ConocoPhillips posted a 4.8% drop to $2 billion, while Baker Hughes reported a 5.5% decline to $1.7 billion. Halliburton registered a 25% decrease to $1.5 billion.
- Lower crude prices weigh on earnings
Weak demand, US tariff disputes and ongoing geopolitical risks have pushed oil prices downward throughout the year, Osama Rizvi, analyst at US-based Primary Vision told Anadolu.
He said the contraction in profits is "mainly the result of the slide in crude prices."
Rizvi recalled that the US Energy Information Administration's November 2025 Short-Term Energy Outlook projects oil prices next year to fall below the 2025 average. This suggests that pressure on oil-company profitability will persist into 2026, he said.
Short-lived price spikes may occur amid geopolitical tensions, but a sustained recovery to higher ranges appears unlikely, he added.
- Market watching signals from Japan
Rizvi highlighted that the global market faces elevated supply and potential surplus risks, with indicators showing conflicting signals on the scale of the glut. The reality, he noted, is "somewhere in the middle."
He said non-OPEC production data point to sustained high output levels, in line with the EIA's projection that US crude production will reach 13.6 million barrels per day (bpd) in 2026. Guyana's production, meanwhile, is expected to approach 900,000 bpd as ExxonMobil brings new wells online.

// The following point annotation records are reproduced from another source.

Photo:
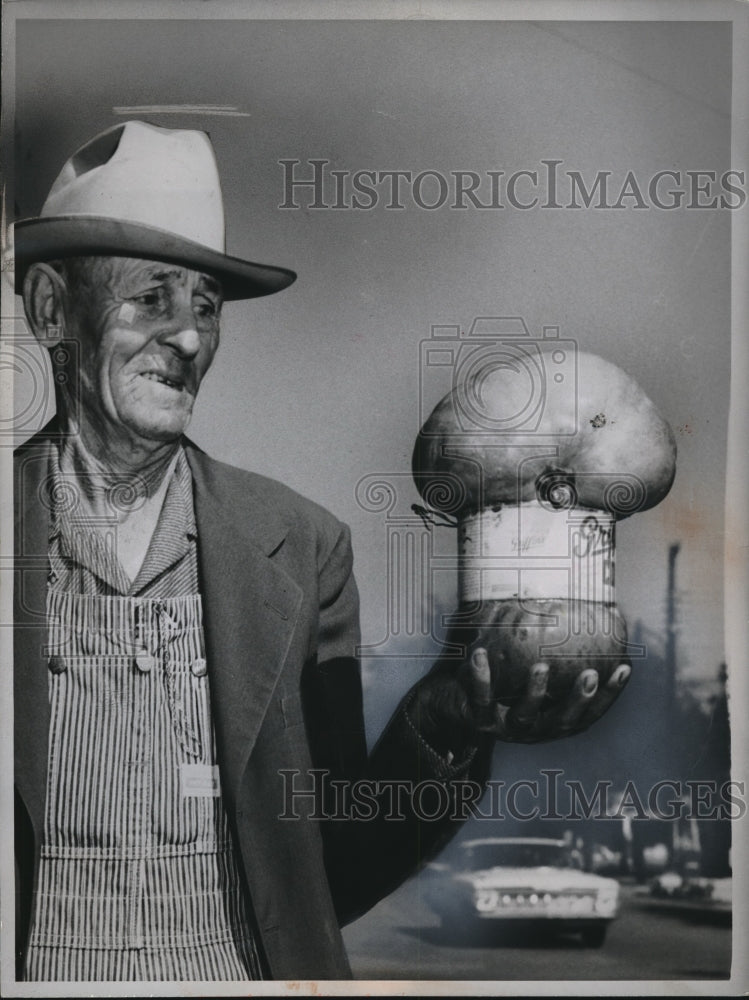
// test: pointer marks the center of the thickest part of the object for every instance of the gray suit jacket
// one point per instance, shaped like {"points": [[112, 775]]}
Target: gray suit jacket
{"points": [[281, 627]]}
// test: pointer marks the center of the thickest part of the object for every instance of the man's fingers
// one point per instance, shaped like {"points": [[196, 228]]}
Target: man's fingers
{"points": [[519, 722], [578, 702], [608, 693], [480, 694]]}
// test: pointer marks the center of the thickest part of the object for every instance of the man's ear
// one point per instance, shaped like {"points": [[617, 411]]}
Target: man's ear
{"points": [[44, 296]]}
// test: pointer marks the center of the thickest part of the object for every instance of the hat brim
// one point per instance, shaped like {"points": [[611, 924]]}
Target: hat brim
{"points": [[57, 237]]}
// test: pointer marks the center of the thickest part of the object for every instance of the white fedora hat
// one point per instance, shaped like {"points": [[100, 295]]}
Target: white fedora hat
{"points": [[139, 190]]}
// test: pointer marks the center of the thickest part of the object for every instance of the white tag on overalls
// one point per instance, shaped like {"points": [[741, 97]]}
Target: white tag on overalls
{"points": [[199, 780]]}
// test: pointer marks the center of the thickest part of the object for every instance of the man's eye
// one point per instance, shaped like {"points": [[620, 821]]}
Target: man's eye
{"points": [[204, 307], [150, 298]]}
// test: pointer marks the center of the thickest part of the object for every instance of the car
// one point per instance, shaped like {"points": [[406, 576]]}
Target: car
{"points": [[535, 882]]}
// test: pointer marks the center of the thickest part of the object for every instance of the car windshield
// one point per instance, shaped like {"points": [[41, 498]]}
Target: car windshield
{"points": [[480, 856]]}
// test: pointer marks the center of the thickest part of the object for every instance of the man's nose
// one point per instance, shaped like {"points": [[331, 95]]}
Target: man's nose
{"points": [[182, 334]]}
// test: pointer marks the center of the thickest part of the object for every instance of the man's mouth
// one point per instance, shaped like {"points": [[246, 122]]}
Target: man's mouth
{"points": [[176, 383]]}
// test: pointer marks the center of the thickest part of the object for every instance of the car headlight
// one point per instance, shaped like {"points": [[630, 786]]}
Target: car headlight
{"points": [[607, 902]]}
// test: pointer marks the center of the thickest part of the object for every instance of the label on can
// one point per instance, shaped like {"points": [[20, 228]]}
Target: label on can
{"points": [[531, 551]]}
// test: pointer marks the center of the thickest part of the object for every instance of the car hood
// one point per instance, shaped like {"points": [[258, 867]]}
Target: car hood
{"points": [[537, 879]]}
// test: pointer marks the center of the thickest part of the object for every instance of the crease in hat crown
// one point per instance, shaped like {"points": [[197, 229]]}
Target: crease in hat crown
{"points": [[142, 190], [166, 178]]}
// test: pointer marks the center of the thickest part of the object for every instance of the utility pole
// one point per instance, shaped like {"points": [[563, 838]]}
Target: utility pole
{"points": [[673, 552]]}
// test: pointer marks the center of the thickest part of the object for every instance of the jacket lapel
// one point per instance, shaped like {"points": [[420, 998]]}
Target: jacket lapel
{"points": [[250, 606], [31, 699]]}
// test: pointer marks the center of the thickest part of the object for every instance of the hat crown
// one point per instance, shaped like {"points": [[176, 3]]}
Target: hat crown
{"points": [[144, 174]]}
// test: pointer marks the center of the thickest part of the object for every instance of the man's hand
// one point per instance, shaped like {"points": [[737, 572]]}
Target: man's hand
{"points": [[454, 706], [528, 722]]}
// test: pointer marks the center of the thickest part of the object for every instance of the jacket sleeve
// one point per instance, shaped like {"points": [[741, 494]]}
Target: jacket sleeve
{"points": [[389, 812]]}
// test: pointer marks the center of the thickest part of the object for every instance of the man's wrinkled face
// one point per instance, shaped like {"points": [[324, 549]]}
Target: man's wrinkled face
{"points": [[148, 333]]}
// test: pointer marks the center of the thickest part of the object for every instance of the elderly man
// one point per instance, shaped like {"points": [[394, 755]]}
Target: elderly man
{"points": [[186, 631]]}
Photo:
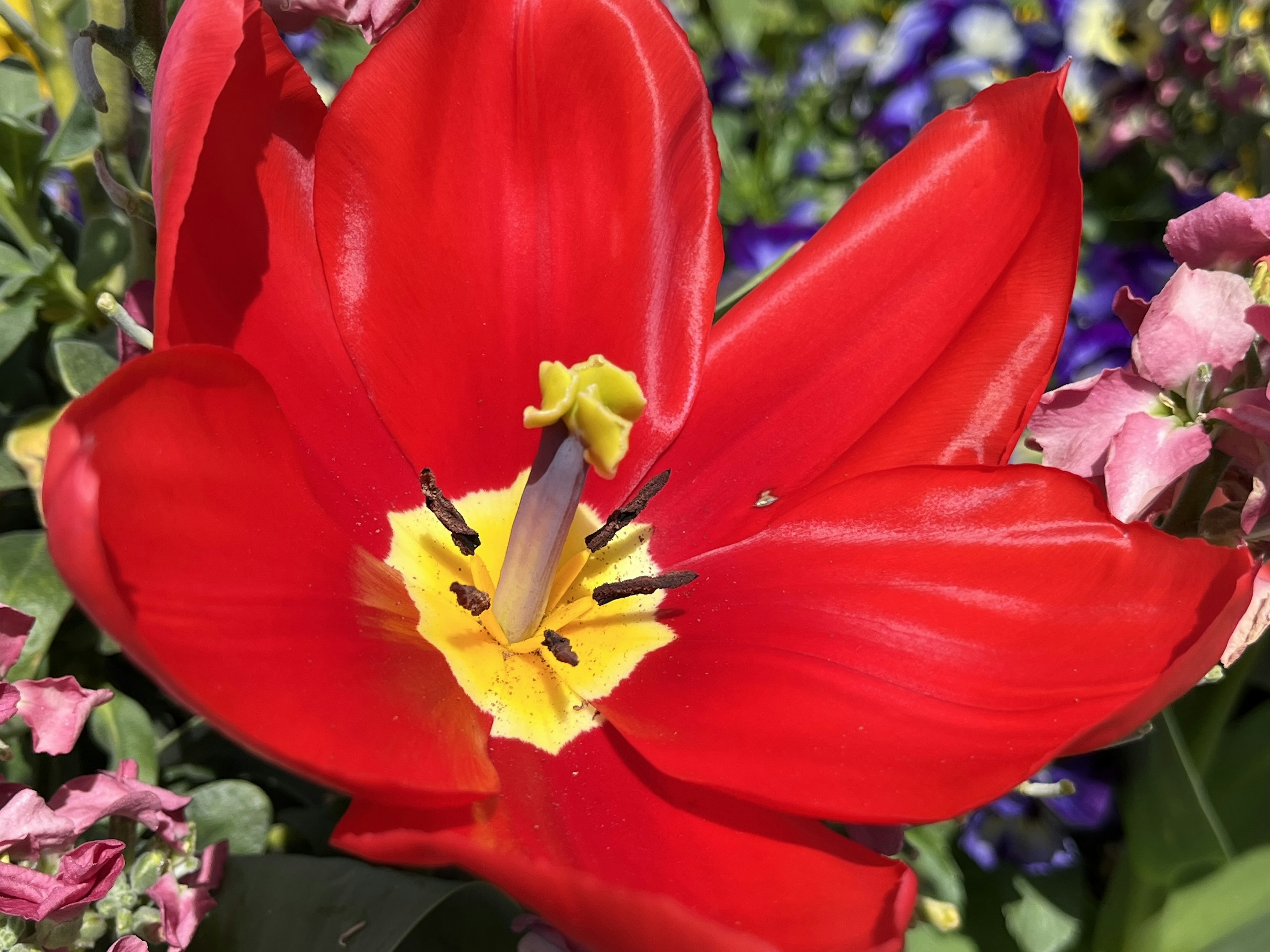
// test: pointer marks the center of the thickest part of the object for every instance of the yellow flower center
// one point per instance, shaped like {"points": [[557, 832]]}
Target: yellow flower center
{"points": [[558, 607], [531, 695]]}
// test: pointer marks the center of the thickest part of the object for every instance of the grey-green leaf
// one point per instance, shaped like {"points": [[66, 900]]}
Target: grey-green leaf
{"points": [[934, 865], [234, 810], [124, 730], [77, 138], [20, 89], [1216, 914], [105, 243], [30, 583], [21, 145], [1038, 925], [82, 365], [17, 320], [287, 903]]}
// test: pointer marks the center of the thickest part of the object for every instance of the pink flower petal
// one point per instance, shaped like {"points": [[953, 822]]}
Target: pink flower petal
{"points": [[86, 875], [15, 629], [1147, 455], [1075, 425], [30, 828], [1197, 319], [56, 711], [374, 17], [9, 699], [1254, 621], [182, 909], [1129, 309], [86, 800], [1221, 234]]}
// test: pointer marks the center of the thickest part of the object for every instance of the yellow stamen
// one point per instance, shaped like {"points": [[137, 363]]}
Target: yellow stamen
{"points": [[566, 577], [597, 401]]}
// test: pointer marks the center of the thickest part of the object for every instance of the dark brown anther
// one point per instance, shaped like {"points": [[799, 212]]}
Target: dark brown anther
{"points": [[470, 598], [624, 515], [464, 535], [559, 646], [642, 586]]}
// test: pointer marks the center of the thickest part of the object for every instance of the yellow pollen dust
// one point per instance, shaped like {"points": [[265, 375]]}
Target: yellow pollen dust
{"points": [[531, 696]]}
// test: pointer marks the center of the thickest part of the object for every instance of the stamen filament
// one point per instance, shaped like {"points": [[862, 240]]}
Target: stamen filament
{"points": [[464, 535], [642, 586], [624, 515], [539, 532]]}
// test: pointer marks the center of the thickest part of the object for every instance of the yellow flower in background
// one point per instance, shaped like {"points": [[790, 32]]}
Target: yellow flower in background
{"points": [[12, 46]]}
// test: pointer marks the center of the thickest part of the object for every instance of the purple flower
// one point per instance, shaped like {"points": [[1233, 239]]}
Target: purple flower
{"points": [[1033, 833], [754, 247]]}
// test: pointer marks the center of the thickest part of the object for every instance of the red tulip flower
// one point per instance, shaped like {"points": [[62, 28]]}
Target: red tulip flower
{"points": [[886, 625]]}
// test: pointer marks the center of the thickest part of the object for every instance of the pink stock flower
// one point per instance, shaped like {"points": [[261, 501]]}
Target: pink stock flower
{"points": [[1254, 621], [1136, 427], [28, 827], [86, 800], [15, 629], [181, 908], [84, 875], [1198, 319], [56, 710], [374, 17], [1225, 233]]}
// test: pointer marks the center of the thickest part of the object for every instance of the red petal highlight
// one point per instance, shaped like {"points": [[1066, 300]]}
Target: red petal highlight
{"points": [[237, 121], [246, 601], [915, 643], [625, 860], [945, 277], [492, 193]]}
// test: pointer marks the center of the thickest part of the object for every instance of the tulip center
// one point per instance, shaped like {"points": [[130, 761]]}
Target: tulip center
{"points": [[538, 605]]}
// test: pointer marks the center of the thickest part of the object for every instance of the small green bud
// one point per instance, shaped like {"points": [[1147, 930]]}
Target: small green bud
{"points": [[147, 870], [92, 930]]}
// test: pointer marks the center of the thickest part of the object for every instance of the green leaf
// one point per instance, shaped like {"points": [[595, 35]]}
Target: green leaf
{"points": [[77, 138], [82, 365], [105, 243], [124, 730], [15, 263], [289, 903], [1240, 777], [20, 89], [925, 937], [234, 810], [934, 865], [17, 320], [21, 145], [11, 474], [30, 583], [1170, 837], [1038, 925], [1216, 914]]}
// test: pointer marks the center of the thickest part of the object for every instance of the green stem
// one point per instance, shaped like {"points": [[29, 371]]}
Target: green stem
{"points": [[1222, 699], [735, 298], [1197, 782], [1201, 485]]}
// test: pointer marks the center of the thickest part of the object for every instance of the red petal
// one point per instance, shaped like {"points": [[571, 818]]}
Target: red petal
{"points": [[915, 643], [237, 120], [930, 308], [625, 860], [216, 569], [493, 192]]}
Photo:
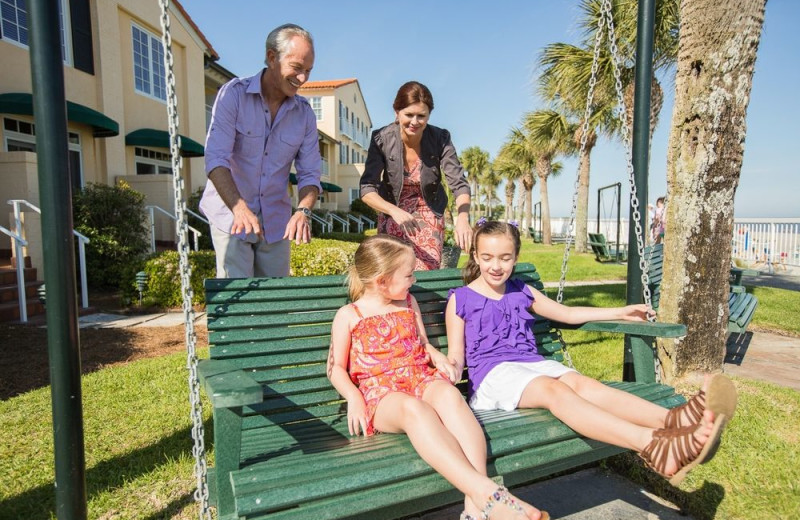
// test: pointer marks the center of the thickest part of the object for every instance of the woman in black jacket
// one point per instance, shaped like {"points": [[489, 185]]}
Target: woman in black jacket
{"points": [[402, 178]]}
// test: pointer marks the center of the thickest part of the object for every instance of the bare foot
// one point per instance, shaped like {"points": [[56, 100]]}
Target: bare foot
{"points": [[502, 505]]}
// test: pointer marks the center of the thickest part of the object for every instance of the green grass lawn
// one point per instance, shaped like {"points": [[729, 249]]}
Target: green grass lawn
{"points": [[138, 445]]}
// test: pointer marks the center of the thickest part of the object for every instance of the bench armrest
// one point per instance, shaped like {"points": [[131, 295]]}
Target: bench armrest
{"points": [[228, 386], [635, 328]]}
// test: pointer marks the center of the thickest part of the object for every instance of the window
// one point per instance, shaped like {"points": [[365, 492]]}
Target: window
{"points": [[20, 136], [149, 75], [151, 162], [316, 106], [14, 25]]}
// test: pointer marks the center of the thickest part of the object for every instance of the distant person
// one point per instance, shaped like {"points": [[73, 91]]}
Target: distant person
{"points": [[395, 381], [259, 126], [403, 174], [490, 328], [659, 221]]}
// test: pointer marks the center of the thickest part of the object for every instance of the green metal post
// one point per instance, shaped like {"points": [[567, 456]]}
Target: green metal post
{"points": [[50, 110], [641, 150]]}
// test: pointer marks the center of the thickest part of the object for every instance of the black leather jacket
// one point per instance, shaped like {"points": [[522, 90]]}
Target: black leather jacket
{"points": [[383, 171]]}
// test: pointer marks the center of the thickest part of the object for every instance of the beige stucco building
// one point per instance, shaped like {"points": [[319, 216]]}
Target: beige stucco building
{"points": [[341, 114]]}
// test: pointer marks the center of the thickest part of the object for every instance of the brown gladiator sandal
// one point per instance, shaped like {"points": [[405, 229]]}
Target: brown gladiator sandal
{"points": [[721, 400], [686, 449], [694, 409]]}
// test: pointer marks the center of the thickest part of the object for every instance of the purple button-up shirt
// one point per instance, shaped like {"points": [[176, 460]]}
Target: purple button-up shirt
{"points": [[258, 148]]}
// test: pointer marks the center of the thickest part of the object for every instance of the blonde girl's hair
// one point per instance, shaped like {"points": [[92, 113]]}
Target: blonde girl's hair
{"points": [[472, 270], [377, 256]]}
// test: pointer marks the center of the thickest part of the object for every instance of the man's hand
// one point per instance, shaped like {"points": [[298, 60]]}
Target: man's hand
{"points": [[298, 229], [244, 220]]}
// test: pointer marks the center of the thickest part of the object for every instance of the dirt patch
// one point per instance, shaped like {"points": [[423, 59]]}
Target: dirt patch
{"points": [[24, 363]]}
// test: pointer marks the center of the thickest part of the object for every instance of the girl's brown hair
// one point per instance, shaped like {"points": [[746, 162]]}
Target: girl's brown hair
{"points": [[376, 257], [410, 93], [472, 270]]}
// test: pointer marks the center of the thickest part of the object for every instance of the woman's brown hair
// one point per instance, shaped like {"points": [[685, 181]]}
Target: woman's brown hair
{"points": [[412, 92]]}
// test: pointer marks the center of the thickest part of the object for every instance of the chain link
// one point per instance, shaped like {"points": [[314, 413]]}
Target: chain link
{"points": [[606, 20], [196, 412]]}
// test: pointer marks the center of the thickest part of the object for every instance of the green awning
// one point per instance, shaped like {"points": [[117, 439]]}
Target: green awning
{"points": [[326, 186], [22, 103], [160, 139]]}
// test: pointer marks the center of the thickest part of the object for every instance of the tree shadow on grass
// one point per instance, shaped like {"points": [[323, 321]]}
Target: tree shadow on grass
{"points": [[39, 502]]}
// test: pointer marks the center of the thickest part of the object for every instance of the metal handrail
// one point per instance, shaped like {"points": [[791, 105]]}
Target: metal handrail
{"points": [[345, 224], [82, 241], [19, 243], [195, 232], [357, 221]]}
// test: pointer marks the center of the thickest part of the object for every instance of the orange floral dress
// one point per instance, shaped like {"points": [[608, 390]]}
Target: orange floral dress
{"points": [[386, 356], [429, 239]]}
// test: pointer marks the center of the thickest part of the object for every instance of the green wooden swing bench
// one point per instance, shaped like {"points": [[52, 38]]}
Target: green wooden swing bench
{"points": [[281, 446], [605, 251], [741, 304]]}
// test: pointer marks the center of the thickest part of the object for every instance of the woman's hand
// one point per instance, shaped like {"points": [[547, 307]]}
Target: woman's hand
{"points": [[463, 231], [406, 221], [444, 366], [637, 312], [357, 415]]}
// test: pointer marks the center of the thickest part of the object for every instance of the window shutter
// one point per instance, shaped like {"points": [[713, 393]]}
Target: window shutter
{"points": [[82, 53]]}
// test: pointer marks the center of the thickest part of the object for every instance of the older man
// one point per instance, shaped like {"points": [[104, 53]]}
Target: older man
{"points": [[259, 126]]}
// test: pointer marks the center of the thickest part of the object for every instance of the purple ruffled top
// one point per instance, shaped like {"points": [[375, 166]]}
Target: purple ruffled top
{"points": [[496, 330]]}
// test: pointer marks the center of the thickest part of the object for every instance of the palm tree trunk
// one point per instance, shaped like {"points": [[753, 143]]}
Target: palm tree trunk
{"points": [[510, 188], [543, 171], [718, 41], [582, 211]]}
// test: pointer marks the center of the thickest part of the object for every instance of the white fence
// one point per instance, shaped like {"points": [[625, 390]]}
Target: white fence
{"points": [[772, 243], [766, 243]]}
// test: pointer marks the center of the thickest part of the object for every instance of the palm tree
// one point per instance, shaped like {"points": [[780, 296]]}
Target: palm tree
{"points": [[475, 161], [511, 167], [550, 135], [520, 151], [565, 81], [706, 149]]}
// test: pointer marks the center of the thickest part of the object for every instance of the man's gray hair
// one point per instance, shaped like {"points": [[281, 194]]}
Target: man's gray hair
{"points": [[278, 39]]}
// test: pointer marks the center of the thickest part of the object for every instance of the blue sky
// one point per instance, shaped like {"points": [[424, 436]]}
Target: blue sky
{"points": [[478, 58]]}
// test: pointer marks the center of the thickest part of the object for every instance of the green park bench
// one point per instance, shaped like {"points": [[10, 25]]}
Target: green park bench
{"points": [[741, 304], [605, 251], [281, 445]]}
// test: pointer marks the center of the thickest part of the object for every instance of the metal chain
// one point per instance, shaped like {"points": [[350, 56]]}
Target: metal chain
{"points": [[584, 138], [196, 412], [605, 16]]}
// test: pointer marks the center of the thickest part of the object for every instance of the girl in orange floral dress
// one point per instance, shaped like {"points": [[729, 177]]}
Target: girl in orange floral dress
{"points": [[394, 381]]}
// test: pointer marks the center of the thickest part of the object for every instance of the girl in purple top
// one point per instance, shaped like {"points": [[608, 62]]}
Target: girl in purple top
{"points": [[490, 327]]}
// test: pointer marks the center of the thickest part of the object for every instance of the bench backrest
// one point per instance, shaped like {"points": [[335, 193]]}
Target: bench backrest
{"points": [[655, 257], [278, 330]]}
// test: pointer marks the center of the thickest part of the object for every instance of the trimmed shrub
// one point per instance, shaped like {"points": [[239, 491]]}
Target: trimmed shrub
{"points": [[321, 257], [114, 220], [164, 278]]}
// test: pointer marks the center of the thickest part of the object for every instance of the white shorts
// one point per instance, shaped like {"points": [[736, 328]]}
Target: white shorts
{"points": [[503, 386]]}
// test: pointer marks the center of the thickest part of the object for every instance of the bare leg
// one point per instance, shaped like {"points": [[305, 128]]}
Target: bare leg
{"points": [[398, 412], [596, 423], [459, 420], [626, 406]]}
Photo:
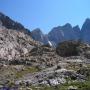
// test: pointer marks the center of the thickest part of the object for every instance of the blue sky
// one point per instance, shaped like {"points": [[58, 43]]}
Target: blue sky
{"points": [[46, 14]]}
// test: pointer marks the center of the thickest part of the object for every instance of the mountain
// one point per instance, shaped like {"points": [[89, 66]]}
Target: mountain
{"points": [[85, 31], [15, 40], [8, 23], [62, 33], [57, 34], [38, 35]]}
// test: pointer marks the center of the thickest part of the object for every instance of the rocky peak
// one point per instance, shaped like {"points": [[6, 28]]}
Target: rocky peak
{"points": [[85, 31], [38, 35], [67, 26], [11, 24], [86, 25]]}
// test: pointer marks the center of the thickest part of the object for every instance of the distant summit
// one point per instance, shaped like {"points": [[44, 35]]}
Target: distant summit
{"points": [[8, 23]]}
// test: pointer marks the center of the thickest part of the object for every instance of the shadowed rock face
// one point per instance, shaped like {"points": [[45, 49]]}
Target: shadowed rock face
{"points": [[14, 44], [57, 34], [39, 36], [85, 31]]}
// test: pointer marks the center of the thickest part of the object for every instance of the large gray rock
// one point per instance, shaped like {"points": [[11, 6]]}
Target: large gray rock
{"points": [[85, 31]]}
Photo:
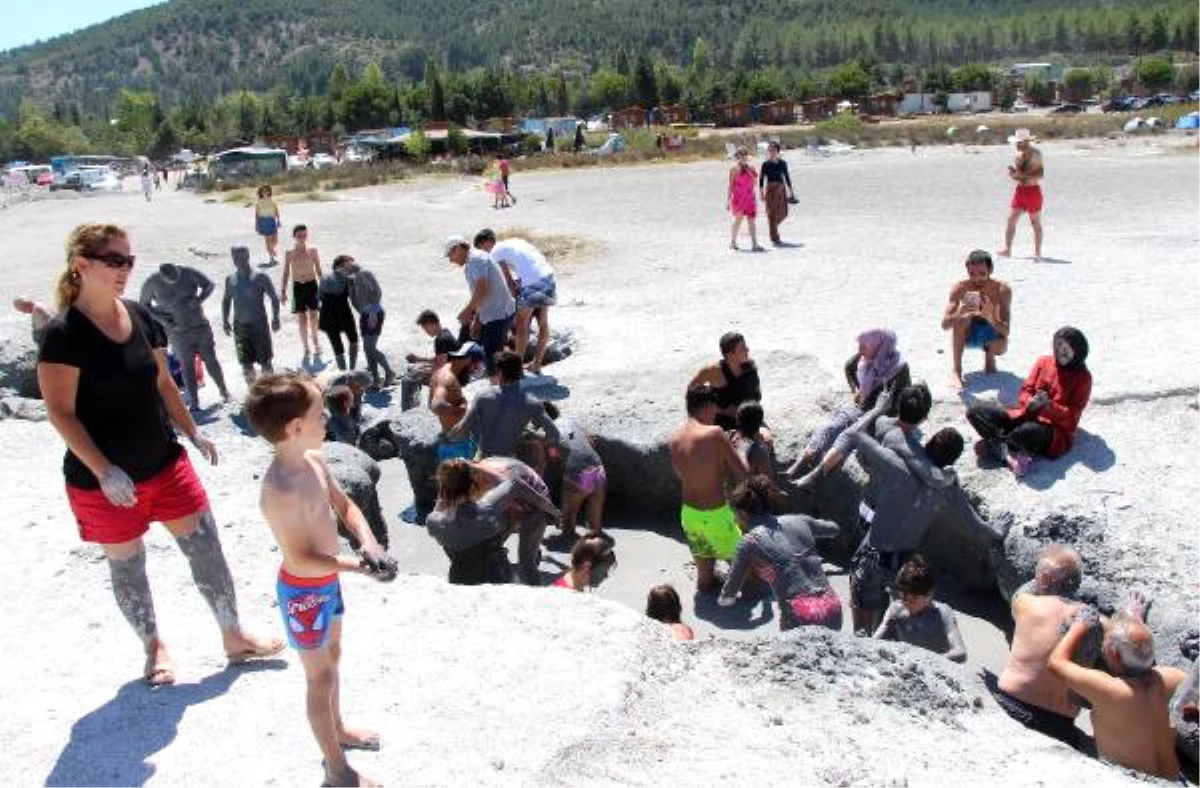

On the demand side, concerns over the trajectory of the US economy, China's short-term slowdown and structural issues in the Eurozone are capping consumption.
Rizvi stressed that investors should "closely track signals from Japan," as indicators from the Japanese economy may offer a clearer view of global momentum.
- Supply surplus likely to persist through 2026
Julien Mathonniere, oil economist at Energy Intelligence Group, said consolidation could accelerate if crude prices continue falling and stay low, making more vulnerable producers easier acquisition targets.
Mathonniere noted that the market has entered a surplus phase, adding that this oversupply is expected to persist until 2026.
Under such conditions, he said, prices will need to adjust to help rebalance the market—likely through a reduction in supply from non-OPEC producers. This implies some companies could face additional price-driven challenges heading into 2026, he said.
Despite weaker pricing, the five supermajors—ExxonMobil, Chevron, Shell, TotalEnergies and bp—delivered results broadly in line with or above analyst expectations, supported by stronger-than-anticipated refining margins.
Even so, Mathonniere said lower operational cash flows, rising leverage and subdued crude prices "remain a significant risk for smaller producers."
Mathonniere added that as inventories build, prices will come under further downward pressure. He expects Brent to trade for a substantial stretch in the $50-$60 range throughout 2026.
For the remainder of this year, the forecast places average Brent at $68, while next year’s average is expected to ease to around $65.